Troppe volte nelle ultime settimane il termine “Facebook” è stato affiancato al termine “privacy“. Sempre, inoltre, è stato un accostamento determinato dall’insorgere di problematiche di vario tipo. La questione inizia a farsi seriamente problematica non solo nel momento in cui si inizia ad intravedere un possibile intervento istituzionale in materia, ma anche e soprattutto nel momento in cui la ribellione della community inizia ad assumere consistenza e la fiducia vien meno. Non è questo un quadro che Facebook può accettare, poiché in assenza di fiducia vengono meno le basi portanti dell’intero progetto. Il team Zuckerberg, quindi, ha deciso di reagire.
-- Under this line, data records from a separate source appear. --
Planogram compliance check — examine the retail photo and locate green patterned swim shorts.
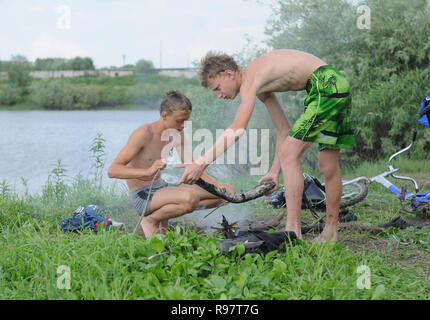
[289,65,355,151]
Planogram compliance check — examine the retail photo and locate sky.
[0,0,271,68]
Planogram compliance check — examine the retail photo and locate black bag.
[266,173,325,209]
[217,228,297,255]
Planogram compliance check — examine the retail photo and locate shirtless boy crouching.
[108,91,234,238]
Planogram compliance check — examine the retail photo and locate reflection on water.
[0,111,166,193]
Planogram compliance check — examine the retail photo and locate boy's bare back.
[245,49,326,95]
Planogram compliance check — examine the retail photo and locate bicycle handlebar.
[417,103,430,119]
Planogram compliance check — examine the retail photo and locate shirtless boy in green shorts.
[108,91,234,237]
[179,50,355,241]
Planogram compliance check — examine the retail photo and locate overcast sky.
[0,0,271,68]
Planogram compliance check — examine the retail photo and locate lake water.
[0,110,255,226]
[0,110,172,193]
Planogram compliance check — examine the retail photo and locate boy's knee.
[182,192,200,213]
[318,161,340,179]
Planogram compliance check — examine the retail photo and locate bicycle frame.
[343,129,430,209]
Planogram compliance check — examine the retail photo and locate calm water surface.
[0,111,168,193]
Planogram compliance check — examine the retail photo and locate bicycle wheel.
[340,181,368,208]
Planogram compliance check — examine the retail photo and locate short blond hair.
[198,51,239,88]
[160,90,193,114]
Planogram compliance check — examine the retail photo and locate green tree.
[266,0,430,159]
[136,59,155,73]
Come la reazione prenderà corpo ancora non è dato a sapersi, ma entro poche ore dal quartier generale del social network è destinato a trapelare qualcosa: entro il tardo pomeriggio, infatti, sarebbero stati convocati gli stati generali del gruppo. Tutti assieme, tutti attorno a un tavolo per discutere di ciò che la privacy debba rappresentare per Facebook, per i suoi utenti e per il suo modo di rapportarsi ai 400 milioni di utenti iscritti. Ed alla luce dei problemi degli ultimi giorni non è da escludersi qualche passo indietro, a garanzia del buon nome del servizio ed in segno di impegno ai fini di un ritrovato rapporto con tutti gli stakeholder.
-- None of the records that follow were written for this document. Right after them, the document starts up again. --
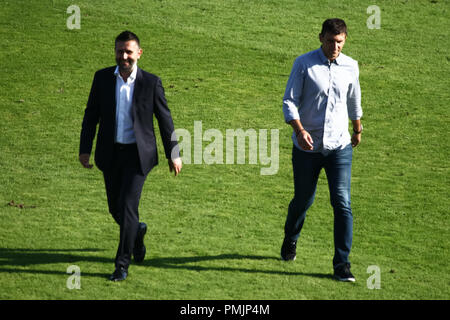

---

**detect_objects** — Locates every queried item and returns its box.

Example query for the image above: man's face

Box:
[115,40,142,73]
[319,32,347,61]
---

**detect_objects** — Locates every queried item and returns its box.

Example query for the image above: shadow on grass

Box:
[0,248,332,279]
[0,248,112,277]
[142,254,333,279]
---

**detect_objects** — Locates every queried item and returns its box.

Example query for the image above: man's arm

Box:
[289,119,314,150]
[352,119,362,148]
[78,73,100,169]
[347,63,362,147]
[155,79,183,176]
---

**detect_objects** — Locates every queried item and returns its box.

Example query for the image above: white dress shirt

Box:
[114,66,137,144]
[283,48,362,152]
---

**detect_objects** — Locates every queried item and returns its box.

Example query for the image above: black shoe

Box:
[281,238,297,261]
[133,222,147,262]
[109,267,128,281]
[334,263,356,282]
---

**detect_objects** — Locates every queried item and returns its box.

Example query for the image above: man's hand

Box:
[296,129,314,151]
[169,158,183,177]
[352,133,361,148]
[78,153,93,169]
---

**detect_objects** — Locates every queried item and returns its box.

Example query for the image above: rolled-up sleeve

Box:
[347,62,363,120]
[283,58,304,123]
Prima il problema della chat, resa clamorosamente pubblica all’interno di una pagina di utilità che avrebbe dovuto servire proprio per monitorare le informazioni che ogni utente scambia sul network. Poi la scoperta delle applicazioni installate in automatico ed una seconda ammissione di colpa. Quindi il guaio su Yelp, ove si è scoperta la possibilità di ricavare fior di informazioni tramite un semplice hack che, come uno spioncino della serratura, permetteva di guardare altri utenti del network per ricavarne ampie collezioni di dati. A tutto ciò occorre aggiungere ulteriori dubbi lanciati nelle scorse ore da Webnews, con la segnalazione di Community Page automatiche ove regna una libera condivisione delle attività della propria rete sociale. La privacy sembra insomma far acqua da tutte le parti, e tutto ciò nel contesto di un servizio che di per sé forza giorno dopo giorno la mano per spingere gli utenti a condividere quanto più materiale possibile.
L’aspetto che più è stato additato in queste settimane è il concetto di “opt-out” sul quale è stato basato l’intero social network. L’utente, insomma, non è chiamato ad autorizzare la pubblicazione delle informazioni, ma piuttosto è chiamato al divieto. L’utente, quindi, può intervenire soltanto per bloccare le condivisioni, le quali sono però abilitate di default. I detrattori della privacy chiedono invece un approccio contrario: tutto è bloccato, fino ad autorizzazione esplicita che ne sblocca il vincolo (“opt-in”). Così facendo ogni utente avrebbe maggior controllo delle proprie informazioni, maggior consapevolezza del materiale condiviso e maggior tutela nell’uso di uno strumento spesso gestito superficialmente e con eccessiva ingenuità.
Il meeting convocato da Facebook (del quale è trapelata la notizia grazie ad una segnalazione All Facebook) potrebbe autorizzare una prima retromarcia a partire dalla “Instant Personalization”, il nuovo servizio che permette la condivisione di informazioni con siti terzi autorizzati per consentire esperienze personalizzate basate sul profilo Facebook dell’utente avente sessione FB attiva. Se così fosse i progetti sviluppati con Yelp, Pandora e Microsoft (docs.com) potrebbero essere temporaneamente interrotti, in attesa di nuove necessarie verifiche sulla policy di tutela della privacy all’interno del gruppo.